FlowCLIP: ActionCLIP with Learnable Optical Flow

PyTorch implementation of FlowCLIP, an extension of ActionCLIP: A New Paradigm for Video Action Recognition [arXiv] with a learnable optical-flow modality for fine-grained human-action recognition.

About this Repository

FlowCLIP builds on the original ActionCLIP codebase and adds optical flow as a complementary temporal modality alongside RGB. The repository contains the modified architecture, training/testing pipeline, and an HMDB-51 demonstration workflow (30-epoch fine-tuning of ViT-B/16 on a Kinetics-400 backbone with Transformer fusion, evaluated at 256 px resolution and reporting Top-1/Top-5 accuracy on HMDB-51). A Colab notebook is also provided for zero-shot inference on a single video using the pretrained K400 backbone.

Updates

2026.05: Added optical flow support as a complementary temporal modality (FlowCLIP). See the Optical Flow section for details.
2022.01: Add the trained model download link of google driver.

Overview

Content

Prerequisites
Data Preparation
Optical Flow
Updates
Pretrained Models
- Kinetics-400
- Hmdb51 && UCF101
Testing
Training
Maintainer
Contributors
Citing_ActionClip
Acknowledgments

Prerequisites

The code is built with following libraries:

PyTorch >= 1.8
wandb
RandAugment
pprint
tqdm
dotmap
yaml
csv
OpenCV or RAFT (for optical flow extraction)
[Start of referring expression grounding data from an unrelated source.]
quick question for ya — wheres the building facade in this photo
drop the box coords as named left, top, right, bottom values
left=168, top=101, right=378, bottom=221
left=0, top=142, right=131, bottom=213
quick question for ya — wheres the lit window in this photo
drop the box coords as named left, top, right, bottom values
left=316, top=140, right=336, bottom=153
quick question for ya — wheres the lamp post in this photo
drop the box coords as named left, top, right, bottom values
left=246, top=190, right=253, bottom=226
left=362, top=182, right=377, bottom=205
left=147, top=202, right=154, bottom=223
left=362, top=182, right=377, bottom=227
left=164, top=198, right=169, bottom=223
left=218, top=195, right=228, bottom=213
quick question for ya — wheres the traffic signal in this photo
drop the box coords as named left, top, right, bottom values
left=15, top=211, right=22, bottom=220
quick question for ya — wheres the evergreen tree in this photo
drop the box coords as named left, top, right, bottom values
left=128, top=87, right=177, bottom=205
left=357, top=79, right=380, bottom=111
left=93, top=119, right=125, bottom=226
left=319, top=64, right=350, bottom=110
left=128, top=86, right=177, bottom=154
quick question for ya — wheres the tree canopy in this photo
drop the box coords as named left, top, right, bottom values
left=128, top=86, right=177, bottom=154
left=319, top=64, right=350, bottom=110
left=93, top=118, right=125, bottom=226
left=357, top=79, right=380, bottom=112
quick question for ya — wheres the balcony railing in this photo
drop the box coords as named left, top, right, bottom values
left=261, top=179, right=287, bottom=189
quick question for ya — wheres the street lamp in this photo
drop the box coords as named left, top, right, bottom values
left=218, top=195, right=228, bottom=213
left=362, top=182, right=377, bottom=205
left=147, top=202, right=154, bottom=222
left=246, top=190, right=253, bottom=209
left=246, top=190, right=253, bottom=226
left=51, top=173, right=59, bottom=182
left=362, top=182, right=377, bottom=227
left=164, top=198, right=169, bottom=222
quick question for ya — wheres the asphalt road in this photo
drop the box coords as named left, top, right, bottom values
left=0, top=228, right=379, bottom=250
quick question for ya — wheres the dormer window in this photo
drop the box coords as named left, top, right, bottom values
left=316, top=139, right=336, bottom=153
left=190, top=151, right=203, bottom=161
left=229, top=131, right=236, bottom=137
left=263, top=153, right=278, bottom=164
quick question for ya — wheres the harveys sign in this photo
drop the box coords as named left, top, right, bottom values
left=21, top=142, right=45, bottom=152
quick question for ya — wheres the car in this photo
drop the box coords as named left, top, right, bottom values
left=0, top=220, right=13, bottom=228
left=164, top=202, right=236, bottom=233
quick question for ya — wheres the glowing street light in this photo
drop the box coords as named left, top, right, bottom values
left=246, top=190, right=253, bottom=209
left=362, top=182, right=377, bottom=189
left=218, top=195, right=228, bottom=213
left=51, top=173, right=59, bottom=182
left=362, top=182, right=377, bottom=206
For video data pre-processing, you may need ffmpeg.

More detail information about libraries see INSTALL.md.

Data Preparation

We need to first extract videos into frames for fast reading. Please refer to TSN repo for the detailed guide of data pre-processing.

We have successfully trained on Kinetics, UCF101, HMDB51, Charades.

Optical Flow

FlowCLIP introduces optical flow as an additional temporal modality on top of the RGB stream used by ActionCLIP. The flow stream captures motion cues that complement appearance features, improving recognition on motion-intensive action classes.

Extracting Optical Flow

Use the provided helper script utils/extract_optical_flow.py to extract per-frame optical flow from the decoded RGB frames:

# TV-L1 (via OpenCV)
python utils/extract_optical_flow.py --method tvl1 --src /path/to/rgb_frames --dst /path/to/flow_frames

# RAFT
python utils/extract_optical_flow.py --method raft --src /path/to/rgb_frames --dst /path/to/flow_frames

Directory Structure

data/
  rgb_frames/<video_id>/img_00001.jpg ...
  flow_frames/<video_id>/flow_x_00001.jpg, flow_y_00001.jpg ...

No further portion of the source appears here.